- Direktantrieb vs. Riemenantrieb
- Beim Direktantrieb sitzt der Motor direkt unter dem Plattenteller und treibt ihn ohne Zwischenglied an. Das sorgt für schnelles Hochlaufen auf Nenndrehzahl, hohe Drehmoment-Konstanz und Langlebigkeit – ideal für DJ-Einsatz und häufige Nutzung. Riemenantriebe entkoppeln den Motor mechanisch besser, was bei günstigen Modellen Motorgeräusche reduziert; bei hochwertigen Direktantriebsmodellen wie dem Technics SL-1500C spielt dieser Unterschied praktisch keine Rolle mehr.
- Tonabnehmer und Tonarm
- Der Tonabnehmer (Nadel + System) hat den größten Einfluss auf den Klang. Viele Direktantrieb-Plattenspieler werden mit montiertem MM-System geliefert – prüfe, ob der Tonarm ein Standard-Headshell-System (z. B. SME-Anschluss) verwendet, das einfachen Tausch erlaubt.

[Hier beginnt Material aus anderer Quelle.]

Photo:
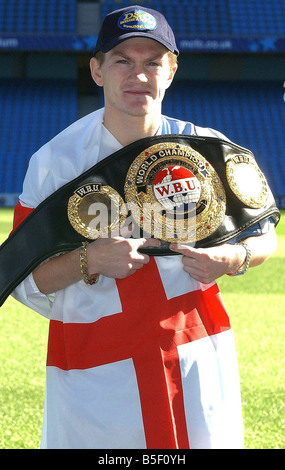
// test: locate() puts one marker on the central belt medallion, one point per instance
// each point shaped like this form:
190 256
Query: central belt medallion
174 194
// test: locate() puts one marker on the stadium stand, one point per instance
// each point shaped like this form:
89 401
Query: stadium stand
216 17
249 112
31 113
35 17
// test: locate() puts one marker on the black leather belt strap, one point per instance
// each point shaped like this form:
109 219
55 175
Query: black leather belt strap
48 231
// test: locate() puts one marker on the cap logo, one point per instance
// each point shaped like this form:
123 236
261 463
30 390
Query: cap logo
138 20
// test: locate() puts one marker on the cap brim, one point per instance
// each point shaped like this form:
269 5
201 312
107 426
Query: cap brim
113 43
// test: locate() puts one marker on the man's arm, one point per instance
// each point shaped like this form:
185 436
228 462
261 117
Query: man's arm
113 257
207 264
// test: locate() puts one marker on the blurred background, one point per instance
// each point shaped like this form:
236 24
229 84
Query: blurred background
231 75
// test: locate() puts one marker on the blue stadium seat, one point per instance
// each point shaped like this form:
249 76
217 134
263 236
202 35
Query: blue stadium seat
250 114
38 16
32 112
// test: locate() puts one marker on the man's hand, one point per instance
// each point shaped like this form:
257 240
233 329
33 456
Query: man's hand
207 264
118 257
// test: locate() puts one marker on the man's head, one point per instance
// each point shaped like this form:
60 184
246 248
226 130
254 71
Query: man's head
135 21
134 61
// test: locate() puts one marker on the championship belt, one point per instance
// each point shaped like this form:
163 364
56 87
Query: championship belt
202 191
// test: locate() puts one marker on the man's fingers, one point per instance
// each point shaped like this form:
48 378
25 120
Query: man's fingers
147 242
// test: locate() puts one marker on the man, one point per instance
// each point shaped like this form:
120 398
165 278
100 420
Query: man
143 355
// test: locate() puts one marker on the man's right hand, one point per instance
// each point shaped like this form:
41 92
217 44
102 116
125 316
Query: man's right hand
118 257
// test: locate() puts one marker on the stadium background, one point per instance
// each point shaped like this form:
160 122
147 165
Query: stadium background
231 75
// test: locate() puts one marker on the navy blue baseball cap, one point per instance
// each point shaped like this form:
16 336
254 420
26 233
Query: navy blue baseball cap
135 21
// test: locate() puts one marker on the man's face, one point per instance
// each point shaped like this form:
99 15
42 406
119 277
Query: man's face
135 75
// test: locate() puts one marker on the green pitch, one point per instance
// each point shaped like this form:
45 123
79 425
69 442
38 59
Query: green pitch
255 303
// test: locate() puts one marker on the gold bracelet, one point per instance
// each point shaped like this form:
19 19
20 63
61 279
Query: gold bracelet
88 279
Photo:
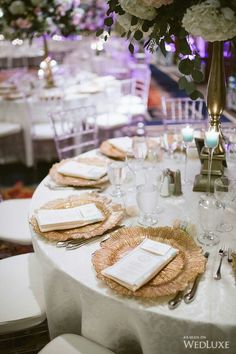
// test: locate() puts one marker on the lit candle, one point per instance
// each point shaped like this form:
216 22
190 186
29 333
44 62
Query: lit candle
211 139
187 133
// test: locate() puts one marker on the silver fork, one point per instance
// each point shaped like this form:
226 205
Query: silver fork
222 253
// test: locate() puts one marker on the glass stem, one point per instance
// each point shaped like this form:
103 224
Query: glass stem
118 189
186 162
211 151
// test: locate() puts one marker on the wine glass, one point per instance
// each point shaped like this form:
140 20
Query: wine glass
187 134
170 142
117 174
225 193
147 197
208 208
211 142
140 148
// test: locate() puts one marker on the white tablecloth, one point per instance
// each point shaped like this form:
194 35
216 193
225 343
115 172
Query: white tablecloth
77 302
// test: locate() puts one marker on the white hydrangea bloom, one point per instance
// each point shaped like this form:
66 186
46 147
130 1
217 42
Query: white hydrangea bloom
138 8
210 22
124 21
158 3
17 7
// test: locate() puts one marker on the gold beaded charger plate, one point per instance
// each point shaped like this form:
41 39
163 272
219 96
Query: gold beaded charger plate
77 181
113 214
107 149
174 277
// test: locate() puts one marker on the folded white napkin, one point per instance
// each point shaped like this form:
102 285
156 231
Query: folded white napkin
123 144
60 219
82 170
141 264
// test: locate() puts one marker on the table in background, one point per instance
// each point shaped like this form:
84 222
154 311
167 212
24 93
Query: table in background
77 302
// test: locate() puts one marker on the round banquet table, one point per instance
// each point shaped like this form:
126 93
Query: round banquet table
77 302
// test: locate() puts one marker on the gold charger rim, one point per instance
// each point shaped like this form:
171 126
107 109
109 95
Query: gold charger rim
194 260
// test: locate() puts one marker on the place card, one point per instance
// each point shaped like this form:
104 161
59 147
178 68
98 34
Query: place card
141 264
60 219
81 170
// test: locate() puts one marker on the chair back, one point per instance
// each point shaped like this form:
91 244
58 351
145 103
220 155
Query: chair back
75 131
183 110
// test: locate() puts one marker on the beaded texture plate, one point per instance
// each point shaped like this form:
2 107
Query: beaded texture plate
113 214
76 181
174 277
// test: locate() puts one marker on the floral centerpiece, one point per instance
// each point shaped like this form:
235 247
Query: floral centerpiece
30 18
34 18
157 22
94 13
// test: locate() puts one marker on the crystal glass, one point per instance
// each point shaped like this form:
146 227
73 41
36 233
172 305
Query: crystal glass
208 208
211 142
147 198
117 175
225 193
170 142
187 134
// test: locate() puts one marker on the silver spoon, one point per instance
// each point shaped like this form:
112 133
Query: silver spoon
222 253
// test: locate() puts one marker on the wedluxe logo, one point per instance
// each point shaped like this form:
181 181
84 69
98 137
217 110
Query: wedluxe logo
201 343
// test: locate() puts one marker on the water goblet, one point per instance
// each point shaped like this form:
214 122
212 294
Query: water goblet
208 208
147 198
187 134
140 148
116 174
225 193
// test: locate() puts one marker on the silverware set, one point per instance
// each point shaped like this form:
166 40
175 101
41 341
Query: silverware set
188 296
77 243
55 187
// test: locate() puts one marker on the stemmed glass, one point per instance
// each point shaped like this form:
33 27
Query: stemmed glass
170 141
140 148
225 193
117 174
187 134
147 198
208 207
211 142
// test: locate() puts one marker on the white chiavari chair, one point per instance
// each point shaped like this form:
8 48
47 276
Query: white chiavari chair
75 130
183 111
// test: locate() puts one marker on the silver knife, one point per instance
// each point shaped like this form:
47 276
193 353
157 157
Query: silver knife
190 295
175 302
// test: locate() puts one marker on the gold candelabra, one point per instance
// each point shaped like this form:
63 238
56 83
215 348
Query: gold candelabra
216 99
46 66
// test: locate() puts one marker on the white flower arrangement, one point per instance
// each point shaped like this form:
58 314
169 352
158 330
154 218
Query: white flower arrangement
29 18
211 22
160 22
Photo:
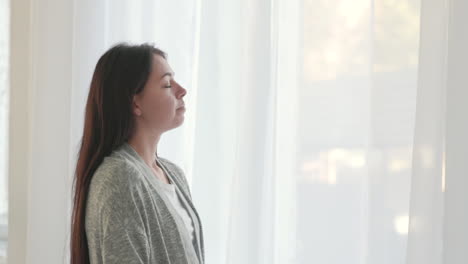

Für audiophile Ansprüche lohnt ein Upgrade auf Systeme ab Ortofon 2M Blue oder Audio-Technica VM540ML.
- Phono-Vorverstärker
- Plattenspieler liefern ein sehr leises PHONO-Signal, das vor dem Lautsprechereingang verstärkt werden muss. Viele aktuelle Modelle haben einen zuschaltbaren Phono-Vorverstärker eingebaut – praktisch für einfache Setups. Wer einen Verstärker mit eigenem PHONO-Eingang besitzt, sollte den eingebauten Vorverstärker deaktivieren, da externe Vorverstärker meist besser klingen.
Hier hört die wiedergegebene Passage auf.